> This is a good occasion to ask yourself: am I including "now wedge a screwdriver in there" as part of some important work that I do? Shouldn't I use my screwdrivers only for driving screws, one might ask, and not for, say, keeping this plutonium assembly from going critical?
* Many clips (dryer faceplate, window sash, ...) are designed to be pried open with a screwdriver.
* When repairing a popped drywall nail, a screwdriver is a good tool for removing the joint compound under the nail.
* When you buy a lock it usually comes with a rounded faceplate. To swap the faceplate, they'll tell you to use a screwdriver to pry it off.
A flathead screwdriver is a good tool for general light prying, not just for putting in slotted screws. This heuristic has a lot of false positives.
* "Use a small flathead screwdriver to pry wire connectors off." http://www.crystalcoolers.com/CMIL/ServiceManual/EverestElit...
* "Use a flathead screwdriver to GENTLY push the wire harness from the board." https://www.carlisleft.com/library/SI06031si.pdf
* "Carefully remove the airbag plastic logo. This plastic piece is set deep into the door so be sure to pry it with some force by inserting a small flathead screw driver just under the plastic piece and pushing it out." https://bimmian.com/content/pdfs/CMC46.pdf
* "Use your flathead screwdriver to release the two clips on each side." https://lib.americanmuscle.com/files/contentgenerator/deatsc...
A prybar is for when you need a lot more force.
But who cares, they're replaced for free and delivered :)
Those have a lifetime warranty now too.
I would love to have SnapOn stuff, if I were made of money or found it second-hand, but it's just stupid expensive new, especially for stuff that tends to get abused.
But I think you'll find that the iFixit Guide to Nuclear Warhead Testing recommends more specialised tooling.
there was a second sketch made from that drawing which i also found fascinating. it doesn't add any additional information or analytical ability, but is just a sort of interesting and slightly dark translation of a rote schematic diagram into an artistic rendering of the event: https://en.wikipedia.org/wiki/Louis_Slotin#/media/File:Sloti...
I searched around for awhile trying to find the purpose and/or author of that second sketch but to no avail. however i did use it as the cover for an EP i released. please enjoy!
The corners people will cut never cease to amaze me.
FWIW, this was the first time I'd done something like that in about 5 years and I felt horrible during and afterwards even though nothing went wrong. I felt like I should have given up a sobriety coin or something. Feels bad. Like falling off the wagon.
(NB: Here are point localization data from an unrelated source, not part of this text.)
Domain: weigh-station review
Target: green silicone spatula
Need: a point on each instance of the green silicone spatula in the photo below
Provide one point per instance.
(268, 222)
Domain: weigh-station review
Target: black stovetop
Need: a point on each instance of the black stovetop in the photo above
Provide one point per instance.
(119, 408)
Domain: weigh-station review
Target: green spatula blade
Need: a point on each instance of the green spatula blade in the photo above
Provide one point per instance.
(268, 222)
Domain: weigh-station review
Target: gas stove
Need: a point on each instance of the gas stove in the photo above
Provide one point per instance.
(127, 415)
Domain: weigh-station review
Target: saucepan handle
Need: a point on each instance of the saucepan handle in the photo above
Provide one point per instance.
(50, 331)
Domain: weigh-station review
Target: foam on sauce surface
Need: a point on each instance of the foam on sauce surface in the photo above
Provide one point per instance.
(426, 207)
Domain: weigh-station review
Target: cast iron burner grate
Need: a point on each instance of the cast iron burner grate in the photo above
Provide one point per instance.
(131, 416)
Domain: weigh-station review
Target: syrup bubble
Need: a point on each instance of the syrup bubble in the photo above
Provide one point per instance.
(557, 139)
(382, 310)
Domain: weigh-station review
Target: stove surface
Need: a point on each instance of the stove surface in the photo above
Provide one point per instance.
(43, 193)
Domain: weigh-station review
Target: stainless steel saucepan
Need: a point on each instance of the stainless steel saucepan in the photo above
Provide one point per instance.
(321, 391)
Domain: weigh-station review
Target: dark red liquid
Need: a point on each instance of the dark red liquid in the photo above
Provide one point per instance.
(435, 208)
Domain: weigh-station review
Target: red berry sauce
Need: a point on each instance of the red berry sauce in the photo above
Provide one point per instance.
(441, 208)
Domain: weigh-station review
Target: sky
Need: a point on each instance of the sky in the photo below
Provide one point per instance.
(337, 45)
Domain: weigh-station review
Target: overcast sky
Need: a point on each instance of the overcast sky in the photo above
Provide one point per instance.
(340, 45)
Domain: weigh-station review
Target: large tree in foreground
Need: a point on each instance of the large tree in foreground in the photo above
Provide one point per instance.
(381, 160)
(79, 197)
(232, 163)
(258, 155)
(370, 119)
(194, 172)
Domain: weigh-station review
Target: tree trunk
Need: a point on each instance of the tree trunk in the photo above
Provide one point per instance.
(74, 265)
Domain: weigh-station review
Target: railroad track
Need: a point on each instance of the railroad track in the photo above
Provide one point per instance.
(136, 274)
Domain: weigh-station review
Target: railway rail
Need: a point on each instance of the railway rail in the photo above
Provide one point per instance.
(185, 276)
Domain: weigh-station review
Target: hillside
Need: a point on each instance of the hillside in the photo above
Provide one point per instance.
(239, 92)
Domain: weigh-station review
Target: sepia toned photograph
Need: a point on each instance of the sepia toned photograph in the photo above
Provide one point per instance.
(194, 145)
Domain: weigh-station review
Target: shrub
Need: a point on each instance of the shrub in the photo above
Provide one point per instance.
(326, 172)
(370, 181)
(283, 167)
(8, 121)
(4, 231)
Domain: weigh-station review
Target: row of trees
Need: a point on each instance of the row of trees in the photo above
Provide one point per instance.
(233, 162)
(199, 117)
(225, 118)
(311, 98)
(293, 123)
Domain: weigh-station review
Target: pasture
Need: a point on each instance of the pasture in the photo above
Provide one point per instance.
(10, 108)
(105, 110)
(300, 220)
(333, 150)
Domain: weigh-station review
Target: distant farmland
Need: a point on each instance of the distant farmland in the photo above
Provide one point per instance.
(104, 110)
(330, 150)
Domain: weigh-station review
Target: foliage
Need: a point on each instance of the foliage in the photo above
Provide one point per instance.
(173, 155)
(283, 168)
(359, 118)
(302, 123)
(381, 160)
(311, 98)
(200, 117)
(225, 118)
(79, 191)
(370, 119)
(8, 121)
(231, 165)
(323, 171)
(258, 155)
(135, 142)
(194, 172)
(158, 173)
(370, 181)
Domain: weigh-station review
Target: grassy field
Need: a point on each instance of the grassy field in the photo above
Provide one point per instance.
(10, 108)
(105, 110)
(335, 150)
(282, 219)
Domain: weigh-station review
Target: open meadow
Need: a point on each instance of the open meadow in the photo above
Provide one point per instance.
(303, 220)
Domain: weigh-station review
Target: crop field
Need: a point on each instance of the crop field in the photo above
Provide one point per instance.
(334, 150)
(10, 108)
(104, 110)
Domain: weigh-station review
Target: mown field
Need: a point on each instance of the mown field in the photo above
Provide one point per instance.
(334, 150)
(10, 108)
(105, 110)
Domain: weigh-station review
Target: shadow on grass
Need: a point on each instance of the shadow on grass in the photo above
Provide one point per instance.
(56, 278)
I learned to drive nine months ago, and I've been watching myself do this every time I get on the highway in the past few months. Even knowing that I'm doing it, it's hard to avoid.
I've cut a LOT of corners, but that one is just insane...
Hint: Lots of people have daisy chained outlets backward, and lots of AC circuits still work with the wiring reversed.
Pretty sure we found one where they had reversed them twice, so black was hot at the end of the circuit but not in the middle.
Some decades ago, the house had two meters. One was just for the hot water heater. But when they removed that one, they just connected the water heater to the main meter. Directly. Not through the breaker panel.
Damn. Almost killed me.
Do you mean they wired it in parallel with the main breaker panel, so you couldn't disconnect it to work on it?
Makes me wonder, why not make a 110v washing machine and save the trouble of having both 110v and 220v at home?
Running both voltages into a house isn’t much of a burden. Residential electricity in the US is two-phase. A 120V circuit pulls from one phase, with the various circuits in your house divided between them to even out the load. A 240V circuit just connects to both phases.
Plus as you semi-observe, everything on a socket here is 220V
In the US all residential washing machines are 110V, as are gas dryers, but electric dryers take 220V.
Industrial 240 usually is single or 3phase.
What's the amount of radiation that thing gave off simply from decay, in a non-critical state?
Not much. U-235 has a 700M year half-life. Pu-239's is 24,000 years.
You're more at risk from ingesting/inhaling bits of it.
This is the vaaaast majority of the risk profile for radioactive anything.
The half life doesn't really tell you the whole story, Pu-239 mostly decays into alpha particles which is what makes it "safe", it's still not good for you, and very bad if ingested, but externally alpha radiation doesn't really penetrate deep enough into the body to be a big problem.
For relatively brief power excursions like this one (which Slotin himself stopped by removing the reflector), the prompt burst was well over a lethal level but the radiation dose-rate from fission product decay even a tiny time later would not be immediately hazardous.